Folha de S. Paulo


Conheça os cinéfilos que madrugam para comprar pacotes da Mostra

Carlito Salvatore acordou às 4h do último sábado (11) e, quando clareou o dia, foi para o Conjunto Nacional, na avenida Paulista.

Chegou às 6h20 para tentar repetir o primeiro lugar na fila —posto obtido quatro anos atrás— da compra dos pacotes para a Mostra Internacional de Cinema de São Paulo, que começa nesta quinta (16) e vai até o dia 29 de outubro.

Mas Ademar, vencedor desta espécie de competição, já estava lá —e não quis falar com a Folha. "Eu ia chegar às 3h30, mas achei coisa de fãs do Justin Bieber", diz Salvatore, roteirista de 44 anos, que se preparou para aguardar até as 11h, quando abriram as vendas. Levava na bolsa sanduíches de mortadela e um livro. "Mas eu subi no pódio, sou medalha de prata", diz.

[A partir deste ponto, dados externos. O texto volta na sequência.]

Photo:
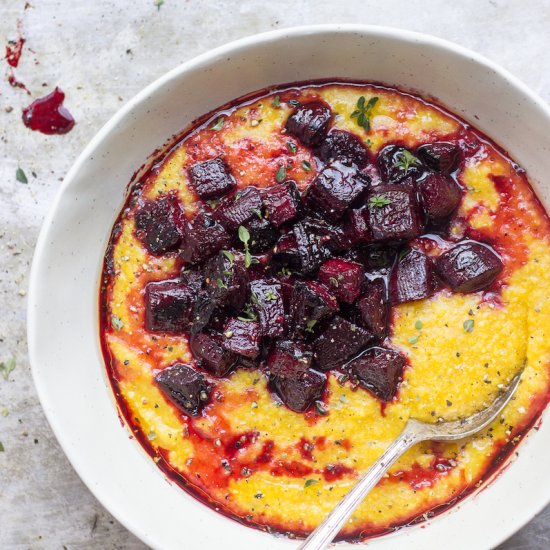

Davi Ribeiro - 30.ago.2014/Folhapress
Fila para a compra dos pacotes na Central da Mostra, no Conjunto Nacional
Fila para a compra dos pacotes na Central da Mostra, no Conjunto Nacional

Num universo de 330 filmes de países como Geórgia, Tanzânia e Azerbaijão, novidades que rodaram festivais no mundo e pequenas produções que, muitas vezes, jamais passarão de novo nos cinemas, o longa que Salvatore mais quer ver é um de 1980.

É "Pepi, Luci, Bom e Outras Garotas de Montão", um dos primeiros de Almodóvar e o único do diretor espanhol que ele nunca viu.

Assim como Salvatore, que acompanha a Mostra desde 1988, outros antigos frequentadores do evento estavam na fila que, às 10h, já tinha em torno de cem pessoas. Cerca de 2.000 pessoas adquiriram pacotes na edição passada.

Esses cinéfilos dedicam duas semanas por ano para correr de uma sala a outra —nesta edição são 35— vendo de três a seis filmes por dia, com tempo apenas para comer uma barra de cereais ou um chocolate, por exemplo, entre as sessões.

Davi Ribeiro/Folhapress
O roteirista Carlito Salvatore, o 2° a chegar
O roteirista Carlito Salvatore, o 2° a chegar

HERANÇA

Renata Nogueira, 48, é uma delas. Frequentadora da Mostra desde a década de 1980, ela arrastou para a cinefilia pai, mãe, dois irmãos e a filha, Maíra, de 16 anos, que a acompanha desde os nove.

A física e professora de matemática conta que todo ano elas escolhem ao menos um filme pelo critério "esse nome é bom demais, queremos saber do que se trata", sem ler a sinopse.

O escolhido deste ano foi "Um Pombo Pousou num Galho Refletindo sobre a Existência", de Roy Andersson.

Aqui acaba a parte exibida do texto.